Several different synthetic and allograft bone graft substitutes are used clinically to treat large bone defects. In contrast to the "gold standard" of autologous bone grafts, these do not contain bone-forming (MSC) or vessel-forming (EPC) cells. In order to achieve the same level of success enjoyed by autologous bone grafts, they must be compatible with mesenchymal stem cells (MSC) and endothelial progenitor cells (EPC). In a previous study, we seeded MSC onto six different bone graft substitutes and then measured the cell adhesion, viability, differentiation, and morphology.
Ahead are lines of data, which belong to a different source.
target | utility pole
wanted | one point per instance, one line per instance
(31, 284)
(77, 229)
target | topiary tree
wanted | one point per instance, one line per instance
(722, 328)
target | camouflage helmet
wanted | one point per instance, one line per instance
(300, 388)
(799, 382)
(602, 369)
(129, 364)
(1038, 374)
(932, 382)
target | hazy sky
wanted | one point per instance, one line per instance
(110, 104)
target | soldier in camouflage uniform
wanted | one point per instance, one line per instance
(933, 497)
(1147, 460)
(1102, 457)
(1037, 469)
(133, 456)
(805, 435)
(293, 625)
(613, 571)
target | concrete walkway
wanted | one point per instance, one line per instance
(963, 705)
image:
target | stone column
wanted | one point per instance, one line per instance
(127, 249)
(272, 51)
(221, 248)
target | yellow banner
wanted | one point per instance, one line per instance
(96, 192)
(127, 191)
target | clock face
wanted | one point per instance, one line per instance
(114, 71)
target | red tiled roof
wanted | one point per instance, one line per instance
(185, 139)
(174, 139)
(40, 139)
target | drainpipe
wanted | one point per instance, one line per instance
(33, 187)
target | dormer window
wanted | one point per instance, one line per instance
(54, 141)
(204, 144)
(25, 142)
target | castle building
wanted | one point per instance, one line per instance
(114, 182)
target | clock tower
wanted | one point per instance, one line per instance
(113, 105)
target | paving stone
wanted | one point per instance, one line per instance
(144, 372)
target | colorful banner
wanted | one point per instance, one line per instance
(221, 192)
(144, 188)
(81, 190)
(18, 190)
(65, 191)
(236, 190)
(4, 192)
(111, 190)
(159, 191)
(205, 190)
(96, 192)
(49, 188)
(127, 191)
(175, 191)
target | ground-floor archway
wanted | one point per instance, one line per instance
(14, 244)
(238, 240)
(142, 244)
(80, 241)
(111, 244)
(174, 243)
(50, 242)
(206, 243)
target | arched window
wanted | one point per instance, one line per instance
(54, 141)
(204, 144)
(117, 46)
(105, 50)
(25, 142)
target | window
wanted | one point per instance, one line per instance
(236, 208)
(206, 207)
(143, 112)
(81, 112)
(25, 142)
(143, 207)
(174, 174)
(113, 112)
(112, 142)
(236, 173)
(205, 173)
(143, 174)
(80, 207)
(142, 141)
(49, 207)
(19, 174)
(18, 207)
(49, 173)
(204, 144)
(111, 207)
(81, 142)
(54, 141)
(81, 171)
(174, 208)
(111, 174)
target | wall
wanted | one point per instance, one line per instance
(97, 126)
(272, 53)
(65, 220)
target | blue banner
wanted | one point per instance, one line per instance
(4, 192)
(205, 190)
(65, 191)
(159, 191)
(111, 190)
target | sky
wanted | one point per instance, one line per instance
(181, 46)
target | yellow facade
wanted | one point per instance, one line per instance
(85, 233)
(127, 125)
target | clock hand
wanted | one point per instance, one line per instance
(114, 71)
In the present study, we seeded both MSC and EPC onto the same six bone graft substitutes and measured the same parameters. In vitro, 125,000 MSC and 125,000 EPC were seeded onto Chronos(®), Vitoss(®), Actifuse(®), Biobase(®), Cerabone(®), and Tutoplast(®). Cell adhesion (fluorescence microscopy) and viability (MTT assay) were measured on days 2, 6, and 10. Osteogenic (cbfa-1, alkaline phosphatase [ALP], osteocalcin, collagen-1 alpha [Col1A]) and endothelial (von Willebrand factor [vWF], vascular endothelial growth factor [VEGF], kinase domain receptor [KDR]) gene expression were analyzed by reverse transcriptase polymerase chain reaction (RT-PCR). Morphology was described by scanning electron microscopy (SEM) at day 2. MSC adhered significantly better to Tutoplast(®), Chronos(®), Actifuse(®), and Biobase(®). EPC adhered better to Actifuse(®), Chronos(®), Biobase(®), and Tutoplast(®). Viability increased over time when seeded on Tutoplast(®) and Chronos(®). Osteogenic and endothelial gene expression were detectable at day 10 in cells seeded on Chronos(®), Actifuse(®), and Tutoplast(®). The best morphology of MSC and EPC was found on Tutoplast(®), Chronos(®), Actifuse(®), and Biobase(®). When bone graft substitutes are used to help fill large defects, it is important that their interaction with these cells be supportive of bone healing.